The following three sentences are especially relevant. (Under such conditions) “Firms’ demand for labor is determined by their desire to meet the demand for goods. Thus as long as the real wage is not so high that it is unprofitable to meet the full demand, the labor demand curve is a vertical line in employment-wage space. The term effective demand for labor is used to describe a situation, such as this, when the quantity of labor demanded depends on the amount of goods that firms are able to sell.”
A more complete coverage can be found in Chapter 5 of Macroeconomic Theory by Jean-Pascal Bennasy.
When an economy is depressed and transactions take place and are finalized when markets to not clear, many of the relationships that are derived from the assumptions that markets are clearing do not hold. If macroeconomics is to be able to explain how an economy behaves when it is depressed this “this old Knowledge” from the 1960s and 70s needs to be recovered and reincorporated into mainstream macroeconomics.

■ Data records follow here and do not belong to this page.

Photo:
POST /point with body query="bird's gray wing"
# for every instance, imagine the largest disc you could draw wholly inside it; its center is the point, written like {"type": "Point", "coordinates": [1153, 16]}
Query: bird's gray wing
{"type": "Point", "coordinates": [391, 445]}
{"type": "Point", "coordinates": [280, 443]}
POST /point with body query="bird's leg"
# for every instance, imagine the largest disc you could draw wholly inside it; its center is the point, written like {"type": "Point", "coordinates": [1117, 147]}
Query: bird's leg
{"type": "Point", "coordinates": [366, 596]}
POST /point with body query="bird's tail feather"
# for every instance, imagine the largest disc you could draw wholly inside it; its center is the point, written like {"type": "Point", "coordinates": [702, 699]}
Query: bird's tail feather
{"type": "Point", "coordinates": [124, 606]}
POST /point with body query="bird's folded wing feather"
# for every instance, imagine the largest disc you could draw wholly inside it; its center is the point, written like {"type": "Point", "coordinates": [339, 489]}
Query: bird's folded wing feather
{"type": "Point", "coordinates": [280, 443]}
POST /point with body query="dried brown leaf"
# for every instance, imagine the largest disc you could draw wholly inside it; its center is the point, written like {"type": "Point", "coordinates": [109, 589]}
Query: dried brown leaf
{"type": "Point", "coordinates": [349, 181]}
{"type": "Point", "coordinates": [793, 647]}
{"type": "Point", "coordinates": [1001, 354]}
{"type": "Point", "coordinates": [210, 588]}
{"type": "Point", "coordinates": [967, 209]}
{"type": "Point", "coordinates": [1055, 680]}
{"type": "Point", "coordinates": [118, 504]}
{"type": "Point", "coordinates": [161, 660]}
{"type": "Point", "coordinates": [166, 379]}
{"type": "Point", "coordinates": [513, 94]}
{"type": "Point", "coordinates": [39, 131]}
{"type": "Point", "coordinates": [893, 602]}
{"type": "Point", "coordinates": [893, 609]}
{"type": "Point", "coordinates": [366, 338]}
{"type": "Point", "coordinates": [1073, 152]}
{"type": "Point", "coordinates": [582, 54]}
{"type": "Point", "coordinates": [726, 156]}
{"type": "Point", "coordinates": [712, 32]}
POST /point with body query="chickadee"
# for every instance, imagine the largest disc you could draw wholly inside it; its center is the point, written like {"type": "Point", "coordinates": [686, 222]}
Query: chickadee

11. September 2011 at 16:30
Alex, I don’t think the problem is wage stickiness at all, but rather debt (transaction costs associated with default and marginal changes to value of assets when wealth distribution causes ownership changes – aka, rich people don’t need 50 middle class houses for personal consumption). A lot of people would be willing to take lower paying jobs, IF they could find them and IF it was enough to cover debt payments. IMHO, in a deleveraging environment AD is relatively inelastic, unless as ssumner says the Fed NGDP targets (but then we might not be in a deleveraging environment anymore?). Yet if wage subsidies are just the mechanism by which the Fed NGDP targets – the argument for or against this mechanism instead of others depends on a lot more than restoring AD (since any of the NGDP targeting mechanisms could do that).
12. September 2011 at 14:15
Alexander, I don’t quite follow–surely what I propose is just as acceptable to the GOP as the Obama proposal–perhaps a bit more so. Maybe the GOP won’t pass anything, but one might as well propose something effective.
Today I heard he plans to finance the proposal with tax increases on the rich–so there will be no stimulation from deficit spending. I have no idea what he’s trying to accomplish, he seems opposed to both supply-side and demand-side policies, and relies on gimmicks like income redistribution.